Figures that are created as part of the work should be embedded in the document, and a legend provided for each one that describes what it is and gives a figure number that can be referred to in the text.

Tables of information should be formatted for clarity, and given a table number so they can be referred to in the text.

Criteria 2: Content (3 pts)

Each lab report will contain a number of questions and objectives. Make sure you address ALL of them, and make sure that the reader knows when you are doing so. While the introduction and discussion sections can be brief, they need to contain sufficient information to allow a reader to follow what was done (methods), why it was done (intro), what was found (results) and what that means (discussion). Please pay particular attention to the discussion.

For the most part, the content will be specified by the questions in the lab document. If you don’t understand something, or are not sure how to report your results, please contact the instructor or TA.

Criteria 3: Prose (2 pt)

The goal of scientific writing is to be clear, concise and thorough.
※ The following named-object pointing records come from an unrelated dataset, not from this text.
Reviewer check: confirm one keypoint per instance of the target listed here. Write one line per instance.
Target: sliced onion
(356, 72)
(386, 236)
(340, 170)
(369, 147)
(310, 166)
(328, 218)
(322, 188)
I will evaluate your attention to your prose, with a particular emphasis on your grammar, spelling and clarity. The point of a lab report is not to simply deposit all the findings, but to create a narrative that addresses, why, how, and what. As a rule of thumb, write the report so that next year’s Forest Hydrology class could follow what you did and why. Remember that borrowing large bodies of text from other sources (including the lab handouts) is plagiarism, a serious ethical offence. Please err on the side of writing this in your own words.